The minister was my dad Ray Lutge, who in fact had been ministering in the Bathurst church for many years, but had been on a month’s bush camping holiday with my brother in Namibia and had decided not to shave!

His sermon that morning was on the gifts of the Spirit and I was amazed to find out that there are in fact 27 Spiritual gifts noted in the Bible.

They are prophecy, service, teaching, exhortation, giving, leadership, mercy, wisdom, knowledge, faith, healing, miracles, discerning of spirits, tongues, interpretation, apostleship, helps, administration, evangelist, pastoral, celibacy, voluntary poverty, martyrdom, hospitality, missionary, intercession and exorcism.

I have to laugh sometimes at how practical our God can be.  Here we have all these lovely ‘spiritual’ gifts and in there somewhere is this amazingly practical gift of administration!
Romans 12 says “Just as there are many parts to our bodies, so it is with Christ’s body. We are all parts of it, and it takes every one of us to make it complete, for we each have different work to do.
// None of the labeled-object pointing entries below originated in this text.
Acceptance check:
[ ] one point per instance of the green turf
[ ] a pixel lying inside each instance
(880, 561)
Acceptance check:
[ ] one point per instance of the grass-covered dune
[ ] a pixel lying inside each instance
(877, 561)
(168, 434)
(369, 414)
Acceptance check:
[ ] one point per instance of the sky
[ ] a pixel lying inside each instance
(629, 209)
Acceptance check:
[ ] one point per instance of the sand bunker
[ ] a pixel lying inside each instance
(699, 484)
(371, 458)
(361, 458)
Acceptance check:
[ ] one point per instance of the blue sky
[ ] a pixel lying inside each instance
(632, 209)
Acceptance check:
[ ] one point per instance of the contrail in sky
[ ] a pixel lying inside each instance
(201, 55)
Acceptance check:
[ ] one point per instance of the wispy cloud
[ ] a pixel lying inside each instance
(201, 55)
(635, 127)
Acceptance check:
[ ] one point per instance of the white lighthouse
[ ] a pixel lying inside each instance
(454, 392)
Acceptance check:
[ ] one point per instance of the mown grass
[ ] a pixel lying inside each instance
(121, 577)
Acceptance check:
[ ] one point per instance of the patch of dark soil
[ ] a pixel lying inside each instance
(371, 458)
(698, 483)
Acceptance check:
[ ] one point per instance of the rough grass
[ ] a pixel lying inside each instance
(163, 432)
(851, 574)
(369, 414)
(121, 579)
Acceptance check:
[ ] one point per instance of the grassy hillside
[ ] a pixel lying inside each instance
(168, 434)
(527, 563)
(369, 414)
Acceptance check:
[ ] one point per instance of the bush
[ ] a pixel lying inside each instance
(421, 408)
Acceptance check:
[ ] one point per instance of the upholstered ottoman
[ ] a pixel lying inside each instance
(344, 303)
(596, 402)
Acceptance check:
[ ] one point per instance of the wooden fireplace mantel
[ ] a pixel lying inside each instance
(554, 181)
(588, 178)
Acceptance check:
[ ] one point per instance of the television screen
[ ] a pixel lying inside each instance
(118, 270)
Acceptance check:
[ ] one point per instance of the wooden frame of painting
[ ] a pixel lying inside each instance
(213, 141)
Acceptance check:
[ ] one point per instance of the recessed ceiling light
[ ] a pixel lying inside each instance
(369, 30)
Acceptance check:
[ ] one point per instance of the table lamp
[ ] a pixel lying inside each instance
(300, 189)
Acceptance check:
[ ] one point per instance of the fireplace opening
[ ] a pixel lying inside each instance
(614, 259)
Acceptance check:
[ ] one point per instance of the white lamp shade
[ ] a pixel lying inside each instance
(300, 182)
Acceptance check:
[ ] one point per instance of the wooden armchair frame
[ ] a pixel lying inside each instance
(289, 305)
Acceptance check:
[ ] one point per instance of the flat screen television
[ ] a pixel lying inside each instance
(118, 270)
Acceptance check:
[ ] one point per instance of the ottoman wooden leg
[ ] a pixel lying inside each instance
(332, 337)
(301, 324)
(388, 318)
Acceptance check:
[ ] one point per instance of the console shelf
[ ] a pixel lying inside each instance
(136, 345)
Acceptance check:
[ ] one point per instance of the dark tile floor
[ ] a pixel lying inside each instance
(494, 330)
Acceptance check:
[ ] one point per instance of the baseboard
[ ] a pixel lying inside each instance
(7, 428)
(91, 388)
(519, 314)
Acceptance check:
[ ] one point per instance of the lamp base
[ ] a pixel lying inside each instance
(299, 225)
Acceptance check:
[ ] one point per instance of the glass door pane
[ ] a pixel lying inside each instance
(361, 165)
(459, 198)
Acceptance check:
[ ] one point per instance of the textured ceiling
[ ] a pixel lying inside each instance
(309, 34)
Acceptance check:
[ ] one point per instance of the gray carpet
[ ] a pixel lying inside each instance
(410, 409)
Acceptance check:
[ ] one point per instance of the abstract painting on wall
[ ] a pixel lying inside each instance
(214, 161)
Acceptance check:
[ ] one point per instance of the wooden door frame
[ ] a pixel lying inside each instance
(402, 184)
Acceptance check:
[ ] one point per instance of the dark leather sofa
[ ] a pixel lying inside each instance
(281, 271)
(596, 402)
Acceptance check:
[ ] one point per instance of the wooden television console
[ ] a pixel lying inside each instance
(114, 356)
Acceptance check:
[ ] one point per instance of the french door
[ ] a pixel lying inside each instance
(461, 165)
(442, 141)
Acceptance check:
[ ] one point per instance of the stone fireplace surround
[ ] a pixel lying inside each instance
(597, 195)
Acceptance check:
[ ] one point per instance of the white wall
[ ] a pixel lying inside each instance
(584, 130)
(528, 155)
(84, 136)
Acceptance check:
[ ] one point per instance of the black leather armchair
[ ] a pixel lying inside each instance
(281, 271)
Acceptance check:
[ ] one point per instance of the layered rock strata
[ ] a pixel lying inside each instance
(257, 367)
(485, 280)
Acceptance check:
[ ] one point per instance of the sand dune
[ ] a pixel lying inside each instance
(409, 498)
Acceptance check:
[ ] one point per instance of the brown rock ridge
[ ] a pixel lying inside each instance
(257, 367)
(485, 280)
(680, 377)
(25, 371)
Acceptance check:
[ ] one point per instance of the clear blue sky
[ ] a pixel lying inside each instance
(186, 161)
So we belong to each other, and each needs all the others. God has given each of us the ability to do certain things well”

If you look at the list of gifts there are some there that each one of us should be practicing.
The gift of giving, the gift of mercy, the gift of helps and the gift of hospitality are all gifts that we are capable of exercising.

The gift I found very interesting was voluntary poverty.  “It is the special ability that God gives to certain members of the Body of Christ to renounce material comfort and luxury and adopt a personal life-style equivalent to those living at the poverty level in a given society in order to serve God more effectively”.  
Well, Mother Teresa was certainly given that gift in abundance. She founded the Missionaries of Charity ministry in Calcutta and for 50 years she lived and worked among the poorest of the poor. She cared for orphans, AIDS patients, lepers, tuberculosis victims and many more in need.
God was speaking about material poverty and yet how many of us live in absolute poverty spiritually and emotionally. This kind of poverty is something that we have control of and it is in our power to change.

Even though, on a daily basis, Mother Teresa saw people starving with hunger she could still say the following:

“We think sometimes that poverty is only being hungry, naked and homeless.  The poverty of being unwanted, unloved and uncared for is the greatest poverty.  We must start in our homes to remedy this kind of poverty.  Being unwanted, unloved, uncared for, forgotten by everybody, I think that is a much greater hunger, a much greater poverty than the person who has nothing to eat”

Each one of us is capable of doing something about this kind of poverty – all it takes is love.